Victor Pasmore’s reliefs in many ways echoed exciting architectural practice at the time, both in terms of the materials used (transparent Perspex and painted Plywood) and in the geometrical shapes explored. He was at this point (1954-61) teaching art at Durham University, Newcastle, where a new architectural practice, Ryder and Yates, was being formed. Led by Gordon Ryder and Peter Yates the practice was influenced by Le Corbusier and Berthold Lubetkin, and in its exploration of modernism it would, in the decades 1950-70, come to dominate much that was innovative in architecture in the North East of England. The new town of Peterlee, County Durham, was one project on which both of these architects would work, and Victor Pasmore was appointed Consulting Director of Urban Design for Peterlee. In this capacity he created the Apollo Pavilion.
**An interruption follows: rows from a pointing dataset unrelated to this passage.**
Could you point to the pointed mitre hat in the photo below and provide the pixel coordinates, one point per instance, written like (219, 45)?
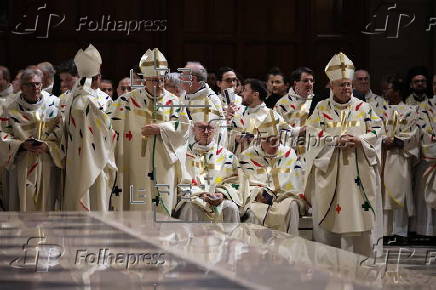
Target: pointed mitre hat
(271, 126)
(88, 62)
(339, 67)
(153, 63)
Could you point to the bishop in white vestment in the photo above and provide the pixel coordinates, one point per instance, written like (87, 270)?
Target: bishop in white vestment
(343, 166)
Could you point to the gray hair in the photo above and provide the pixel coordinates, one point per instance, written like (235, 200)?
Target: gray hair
(30, 73)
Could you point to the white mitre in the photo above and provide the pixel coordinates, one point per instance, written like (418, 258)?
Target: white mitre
(339, 67)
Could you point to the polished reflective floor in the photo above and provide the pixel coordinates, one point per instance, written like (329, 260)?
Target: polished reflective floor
(137, 250)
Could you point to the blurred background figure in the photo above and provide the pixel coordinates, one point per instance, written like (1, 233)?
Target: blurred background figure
(124, 87)
(16, 82)
(107, 87)
(68, 75)
(173, 84)
(5, 82)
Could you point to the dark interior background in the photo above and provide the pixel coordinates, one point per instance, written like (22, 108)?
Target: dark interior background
(249, 35)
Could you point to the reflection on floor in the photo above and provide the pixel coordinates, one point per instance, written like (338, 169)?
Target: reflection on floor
(132, 250)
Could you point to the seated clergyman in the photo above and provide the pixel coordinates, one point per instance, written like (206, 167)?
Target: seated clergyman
(212, 172)
(276, 180)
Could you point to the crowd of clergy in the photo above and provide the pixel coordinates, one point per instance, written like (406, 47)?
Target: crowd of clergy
(362, 166)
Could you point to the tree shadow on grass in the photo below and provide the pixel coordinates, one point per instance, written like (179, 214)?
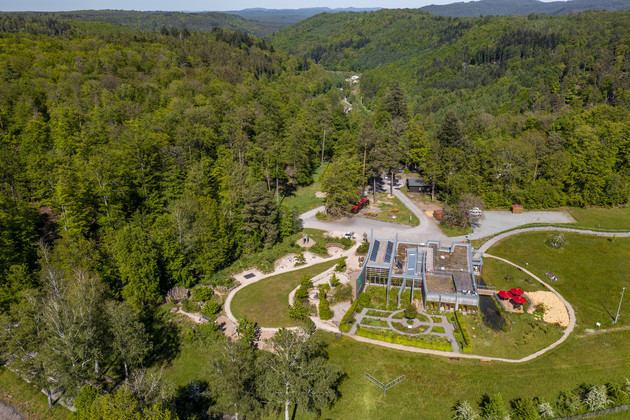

Made of reinforced white concrete the Pavilion consists of large geometric planes spanning a small lake; and in many ways the building evidences a translation of smaller scale relief work into successful architectural reality.
In 1966 Victor Pasmore bought a house and studio in Malta; here he painted, but he also worked on prints. He developed a rich abstract language of line and colour, referencing natural and organic forms and using a variety of marks from the stippled to the sprayed. He stayed in Malta, working right up until his death in 1998.
Victor Pasmore’s breakthrough into abstraction and his achievements therewith resulted in sales and celebrity. He was made CBE in 1959 and Companion of Honour in 1981, and he was elected a Royal Academician in 1983. His work is held in many public collections including the Tate, London; Manchester City Art Gallery; Leeds City Art Gallery; the Ashmolean, Oxford; the Museum of Modern Art, New York, and the Art Gallery of South Australia, Adelaide.
Museum of Modern Art, New York; the Tate, London; Manchester City Art Gallery; Leeds City Art Gallery; the Ashmolean, Oxford, and the Art Gallery of South Australia, Adelaide.